EX-99.1 2 exhibit1.htm EX-99.1 Exhibit  EX-99.1

Teva Announces Exercise of Underwriters’ Over-Allotment Option

Jerusalem, January 3, 2016 – Teva Pharmaceutical Industries Ltd. (NYSE and TASE: TEVA) announced today that the underwriters for its previously announced offerings of its American Depositary Shares (“ADSs”), each representing one Teva ordinary share, and its 7.00% Mandatory Convertible Preferred Shares have exercised in full their option to purchase an additional 5,400,000 ADSs and 337,500 Mandatory Convertible Preferred Shares. As a result, Teva expects to receive an additional $658 million in net proceeds, for an aggregate of approximately $7.24 billion including the initial closing, in each case after estimated underwriting discounts, commissions and offering expenses payable by Teva. Closing of this additional sale is expected to occur on January 6, 2016.

Teva intends to use the net proceeds from these offerings towards the cash portion of the purchase price for its previously announced acquisition of Allergan plc’s worldwide generic pharmaceuticals business (“Actavis Generics”) and related fees and expenses, for the pending acquisition of Rimsa or otherwise for general corporate purposes. Pending such use, Teva has used certain of the proceeds towards the repayment of debt. If for any reason the acquisitions do not close, Teva expects to use the net proceeds from these offerings for general corporate purposes.

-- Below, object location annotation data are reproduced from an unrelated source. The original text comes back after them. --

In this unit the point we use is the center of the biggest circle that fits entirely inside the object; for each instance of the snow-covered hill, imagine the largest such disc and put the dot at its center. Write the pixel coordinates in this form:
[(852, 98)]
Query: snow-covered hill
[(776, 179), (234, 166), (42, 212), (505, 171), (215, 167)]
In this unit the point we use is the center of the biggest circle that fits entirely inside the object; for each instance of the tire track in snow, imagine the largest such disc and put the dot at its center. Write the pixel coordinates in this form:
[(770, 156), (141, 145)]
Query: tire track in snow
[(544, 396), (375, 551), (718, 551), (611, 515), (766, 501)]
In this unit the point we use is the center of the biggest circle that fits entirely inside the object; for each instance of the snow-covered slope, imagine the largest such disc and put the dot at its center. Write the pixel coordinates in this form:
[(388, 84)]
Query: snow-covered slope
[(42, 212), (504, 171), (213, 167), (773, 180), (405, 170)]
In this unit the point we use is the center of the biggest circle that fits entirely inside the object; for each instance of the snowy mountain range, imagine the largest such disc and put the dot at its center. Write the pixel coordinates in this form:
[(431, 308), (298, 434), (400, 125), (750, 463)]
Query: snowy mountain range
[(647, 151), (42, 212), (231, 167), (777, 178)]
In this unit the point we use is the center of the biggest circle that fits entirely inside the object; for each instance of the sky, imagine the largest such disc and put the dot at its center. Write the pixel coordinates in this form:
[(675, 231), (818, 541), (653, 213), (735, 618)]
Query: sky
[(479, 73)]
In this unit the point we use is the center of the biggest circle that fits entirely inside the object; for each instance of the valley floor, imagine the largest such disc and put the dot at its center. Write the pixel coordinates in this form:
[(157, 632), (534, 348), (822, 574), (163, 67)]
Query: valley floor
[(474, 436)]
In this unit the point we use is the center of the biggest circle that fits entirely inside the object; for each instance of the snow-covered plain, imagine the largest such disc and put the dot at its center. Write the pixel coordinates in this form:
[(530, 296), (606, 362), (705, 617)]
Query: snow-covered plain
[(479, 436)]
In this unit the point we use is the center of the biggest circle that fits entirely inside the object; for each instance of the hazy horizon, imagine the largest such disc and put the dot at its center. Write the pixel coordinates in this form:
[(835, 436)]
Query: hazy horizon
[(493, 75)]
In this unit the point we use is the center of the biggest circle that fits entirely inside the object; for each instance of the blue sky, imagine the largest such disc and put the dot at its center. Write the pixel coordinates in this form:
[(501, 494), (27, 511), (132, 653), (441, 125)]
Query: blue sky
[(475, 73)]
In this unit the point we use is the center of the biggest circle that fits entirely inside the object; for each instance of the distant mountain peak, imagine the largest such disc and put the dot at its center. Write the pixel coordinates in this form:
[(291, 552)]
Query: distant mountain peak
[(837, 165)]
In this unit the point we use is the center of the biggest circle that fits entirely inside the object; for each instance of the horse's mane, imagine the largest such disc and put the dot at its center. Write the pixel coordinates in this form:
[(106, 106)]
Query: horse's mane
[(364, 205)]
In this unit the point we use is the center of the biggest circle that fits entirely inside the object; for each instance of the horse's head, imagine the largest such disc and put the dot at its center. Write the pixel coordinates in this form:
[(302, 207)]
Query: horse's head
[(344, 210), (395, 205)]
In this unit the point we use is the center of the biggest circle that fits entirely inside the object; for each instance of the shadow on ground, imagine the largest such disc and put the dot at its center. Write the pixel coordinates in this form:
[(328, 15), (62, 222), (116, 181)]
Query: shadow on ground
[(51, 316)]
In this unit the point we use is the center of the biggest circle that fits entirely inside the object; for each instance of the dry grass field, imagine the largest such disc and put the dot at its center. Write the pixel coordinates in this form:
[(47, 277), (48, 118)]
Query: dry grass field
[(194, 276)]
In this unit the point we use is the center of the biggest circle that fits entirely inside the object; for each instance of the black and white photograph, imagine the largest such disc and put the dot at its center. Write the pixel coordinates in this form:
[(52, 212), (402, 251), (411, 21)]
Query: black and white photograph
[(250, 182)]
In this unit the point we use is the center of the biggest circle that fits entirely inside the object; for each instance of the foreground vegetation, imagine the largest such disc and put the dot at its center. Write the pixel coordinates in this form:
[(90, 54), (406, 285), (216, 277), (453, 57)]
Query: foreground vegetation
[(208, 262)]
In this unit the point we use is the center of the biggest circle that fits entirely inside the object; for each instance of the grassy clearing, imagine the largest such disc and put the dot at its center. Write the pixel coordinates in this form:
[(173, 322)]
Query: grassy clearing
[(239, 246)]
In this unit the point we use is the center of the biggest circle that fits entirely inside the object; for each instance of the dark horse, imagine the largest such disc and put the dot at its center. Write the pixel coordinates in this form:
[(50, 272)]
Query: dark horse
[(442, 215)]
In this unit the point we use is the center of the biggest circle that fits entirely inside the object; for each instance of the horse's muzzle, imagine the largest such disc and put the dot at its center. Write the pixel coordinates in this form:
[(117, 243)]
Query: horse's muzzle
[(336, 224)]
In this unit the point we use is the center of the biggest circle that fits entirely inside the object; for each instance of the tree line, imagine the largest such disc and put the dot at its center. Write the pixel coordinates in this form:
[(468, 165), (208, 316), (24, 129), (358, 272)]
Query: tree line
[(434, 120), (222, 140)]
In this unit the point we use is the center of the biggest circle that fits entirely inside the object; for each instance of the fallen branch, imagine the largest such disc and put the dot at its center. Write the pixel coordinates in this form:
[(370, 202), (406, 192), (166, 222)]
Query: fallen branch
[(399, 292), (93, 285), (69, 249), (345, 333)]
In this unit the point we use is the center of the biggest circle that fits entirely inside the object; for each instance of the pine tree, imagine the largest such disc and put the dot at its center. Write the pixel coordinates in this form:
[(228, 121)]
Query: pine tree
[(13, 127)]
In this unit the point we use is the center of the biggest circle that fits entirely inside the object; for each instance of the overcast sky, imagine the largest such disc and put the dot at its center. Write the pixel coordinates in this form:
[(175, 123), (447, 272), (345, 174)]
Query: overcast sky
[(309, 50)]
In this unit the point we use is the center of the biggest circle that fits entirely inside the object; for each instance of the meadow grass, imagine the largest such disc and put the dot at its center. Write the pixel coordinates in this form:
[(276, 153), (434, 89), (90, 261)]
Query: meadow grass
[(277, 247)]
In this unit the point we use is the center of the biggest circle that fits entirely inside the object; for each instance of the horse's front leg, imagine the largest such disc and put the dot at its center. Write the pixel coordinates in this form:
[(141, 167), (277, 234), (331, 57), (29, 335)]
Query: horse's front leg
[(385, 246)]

Barclays, BofA Merrill Lynch, Citigroup, Morgan Stanley, BNP PARIBAS, Credit Suisse, HSBC, Mizuho Securities, RBC Capital Markets and SMBC Nikko acted as the joint book-running managers for the offerings. Rothschild served as financial advisor to Teva in connection with the offerings.

Willkie Farr & Gallagher LLP and Tulchinsky Stern Marciano Cohen Levitski & Co. represented Teva in the offerings. Cleary Gottlieb Steen & Hamilton LLP and Herzog Fox & Neeman represented the underwriters.

The offerings were made pursuant to a prospectus and related prospectus supplements that constitute a part of Teva’s shelf registration statement filed with the Securities and Exchange Commission (the “SEC”) on Form F-3 on November 30, 2015. Each offering was made only by means of a prospectus supplement and accompanying base prospectus, together with the information incorporated by reference therein. You may get these documents for free by visiting EDGAR on the SEC website at www.sec.gov. Alternatively, Teva, any underwriter or any dealer that participated in the applicable offering will arrange to send you the prospectus and related prospectus supplement(s) if you request it by contacting Barclays Capital Inc., c/o Broadridge Financial Solutions, 1155 Long Island Avenue, Edgewood, NY 11717 at 1 (888) 603-5847 and barclaysprospectus@broadridge.com; Citigroup Global Markets Inc., c/o Broadridge Financial Solutions, Attn: Prospectus Department, 1155 Long Island Avenue, Edgewood, NY 11717 at 1 (800) 831-9146; Merrill Lynch, Pierce Fenner & Smith Incorporated, Attn: Prospectus Department, 222 Broadway, New York, NY 10038, at dg.prospectus—requests@baml.com; or Morgan Stanley & Co. LLC, Attn: Prospectus Department, 180 Varick Street, 2nd Floor, New York, NY 10014.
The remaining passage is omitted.